CELINE
Tragué ante sus palabras y su mirada hechizante, pero no me sentía tan eufórica como imaginé que sería.
Quizás porque era un vampiro y no me agradaba para nada esa raza creída y snob.
—¿Mía, estás segura de que este hombre es nuestro compañero?
—Parece que sí.
—¡¿Cómo que parece, Mía, espabila?!
—Sí, sí, se siente la química del lazo; sin embargo, no sé, no quiero que me toque, solo tiene relación con tu parte de vampira.
—Estás distraída, es de mala educación hablar con tu loba interior mientras te estoy preguntando algo.
—¿Puedes escucharla? —le pregunté con expectativas y él dejó de agarrarme la barbilla y se incorporó.

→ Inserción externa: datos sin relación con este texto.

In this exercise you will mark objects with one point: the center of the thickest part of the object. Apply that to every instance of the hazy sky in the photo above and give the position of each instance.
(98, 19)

—¿Cómo voy a escuchar a tu parte animal? Ni siquiera hemos hecho ninguna ceremonia —respondió en un tono algo burlón, caminando hacia una mesa cerca de mí.
“Él sí pudo escucharla”, pensé, y mis pensamientos de nuevo fueron a ese hombre en el castillo. ¿De verdad existía?
—Tenemos muchas cosas que hablar, tú y yo; es inesperado que mi compañera sea una híbrida, la verdad no es muy agradable para mí —se acercó de nuevo y miré alerta a una daga que llevaba ahora en su mano.
¿Me iría a asesinar?
—No tienes que acabar con mi vida para librarte del lazo, solo tienes que rechazarme, de hecho, tampoco me gusta este enlace.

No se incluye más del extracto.